Roache’s fourth plate appearance came in the bottom of the ninth with a runner on third and nobody out. Rather than mess with Roache, Charlotte decided to intentionally walk him, setting up Alfredo Rodriguez to come up with the game-winner. Roache only had three chances defensively in the game. He looked shaky going back on a ball in the first inning, and then had a couple of routine fly balls hit his way in the second and sixth.

July 13th – On Sunday, Roache was back in the five hole and again in left field in a late afternoon start. He went 1-for-4 with a home run and a pair of strikeouts.

In the bottom of the first, the Charlotte shift cost Roache a base hit as he grounded out to the second baseman who was shaded around towards short. In his next at bat, leading off the bottom of the third inning, Roache showed the ability to adjust to the shift, going the opposite way with a pitch. The position of the fielders proved irrelevant however, as Roache put a charge in to the pitch and blasted it out to right for a home run.

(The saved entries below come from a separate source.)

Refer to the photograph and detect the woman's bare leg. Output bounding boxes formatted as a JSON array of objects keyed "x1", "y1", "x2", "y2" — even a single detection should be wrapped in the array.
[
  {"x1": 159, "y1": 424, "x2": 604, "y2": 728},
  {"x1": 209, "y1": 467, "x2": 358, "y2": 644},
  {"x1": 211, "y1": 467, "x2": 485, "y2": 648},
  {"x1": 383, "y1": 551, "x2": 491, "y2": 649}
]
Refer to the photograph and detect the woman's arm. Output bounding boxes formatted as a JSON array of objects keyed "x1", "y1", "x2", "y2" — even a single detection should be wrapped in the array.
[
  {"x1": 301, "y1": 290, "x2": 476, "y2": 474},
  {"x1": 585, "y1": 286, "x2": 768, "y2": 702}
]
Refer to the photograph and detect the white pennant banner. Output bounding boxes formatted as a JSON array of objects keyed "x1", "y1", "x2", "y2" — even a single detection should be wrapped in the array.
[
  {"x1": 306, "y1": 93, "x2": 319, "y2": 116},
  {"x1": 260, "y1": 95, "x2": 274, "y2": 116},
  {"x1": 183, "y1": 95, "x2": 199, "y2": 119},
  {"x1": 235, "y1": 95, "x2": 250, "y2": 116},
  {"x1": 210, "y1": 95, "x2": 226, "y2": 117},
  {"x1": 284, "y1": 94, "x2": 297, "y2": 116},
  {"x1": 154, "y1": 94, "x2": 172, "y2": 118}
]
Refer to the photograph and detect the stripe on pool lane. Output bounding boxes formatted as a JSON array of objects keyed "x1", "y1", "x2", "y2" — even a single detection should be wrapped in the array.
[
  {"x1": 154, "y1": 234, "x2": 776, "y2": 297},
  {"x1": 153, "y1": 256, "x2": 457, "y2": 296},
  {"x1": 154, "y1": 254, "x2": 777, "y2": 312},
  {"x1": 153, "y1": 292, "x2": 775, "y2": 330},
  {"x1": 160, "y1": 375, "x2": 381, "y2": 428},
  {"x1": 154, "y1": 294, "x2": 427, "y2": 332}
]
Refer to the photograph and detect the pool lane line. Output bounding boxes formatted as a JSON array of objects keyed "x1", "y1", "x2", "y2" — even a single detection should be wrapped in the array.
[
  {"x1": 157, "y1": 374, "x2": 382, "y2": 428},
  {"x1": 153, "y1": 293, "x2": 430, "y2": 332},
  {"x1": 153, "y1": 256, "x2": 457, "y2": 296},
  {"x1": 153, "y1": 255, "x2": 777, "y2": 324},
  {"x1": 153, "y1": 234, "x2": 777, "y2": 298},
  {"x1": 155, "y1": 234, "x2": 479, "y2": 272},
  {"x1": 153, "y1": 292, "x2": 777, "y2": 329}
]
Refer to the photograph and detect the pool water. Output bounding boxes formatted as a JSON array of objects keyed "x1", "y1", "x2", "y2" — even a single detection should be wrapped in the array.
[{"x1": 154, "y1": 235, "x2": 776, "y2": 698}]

Roache struck out in his final two at bats. In the fifth, he went down swinging as he chased a two strike pitch, then in the seventh he was called out on a questionable strike three pitch. With the Manatees in command of a 7-1 lead, the umpire’s strike zone appeared to expand and Roache was rung up. It was a quiet day on defense as just one base hit found it’s way in to left field and Roache played it without any issue.

THE SCOUTING REPORT: Power, power, power. Roache has one plus tool and it’s his big-time power. He doesn’t hit for a high average. His defense is sketchy at best in left field. He’s not a speedster and his arm is below average. But his power bat can compensate for many of his other shortcomings if he can make more consistent contact. Roache isn’t a player who will ever hit .300, but if the home run numbers are there, a .250 average should play just fine. Early in his career, Roache has proven to be somewhat of a streaky hitter. Last year his slow start was chalked up to rust, but this year he’s alternated between bad months and good, and his home runs seem to come in bunches. Improved consistency will be key for Roache moving forward, as will his ability to use the whole field. Known as so much of a pull hitter that teams, even at the Single-A level, are starting to employ shifts against him, he will need to start taking the ball the other way or have to learn to deal with the extra fielder on the shortstop side of second base. Roache doesn’t get cheated on his swings very often and has the power to leave the yard even going to the opposite field so an improved approach shouldn’t cost him much if anything in the way of power. Defense is also a major question mark as Roache is already at one of the traditionally easier spots to play defensively, and seems to have his share of troubles in the field.

PROJECTION: Roache is still slightly younger than league average for the Florida State League, so he’s still young enough to develop and make adjustments in some of his areas of weakness. Getting out of the pitcher friendly Florida State League, and Brevard County specifically, should do nothing but help his power numbers. The average needs to come up some, of course, but I saw one ball that should have been a home run and I’d be willing to bet there have been more this summer. If those balls wind up in the seats instead of being caught on the warning track, it obviously helps not only Roache’s power numbers, but his average at the same time. Defensively, there is much work to be done. If he hits enough, I could see a shift to first base somewhere down the line, or perhaps a move to an American League team, but despite his sometimes shaky routes, Roache isn’t a major liability in left field either. A likely move to Double-A next season should go a long way towards showing what Roache’s true value as a prospect will be. If he continues to show similar streakiness and the average stays in the low .200’s that would be a pretty big red flag for the former first rounder. But if he handles the jump and some of the FSL flyouts turn in to home runs, Roache could shoot back up prospect lists due mainly to his impressive strength and home run potential.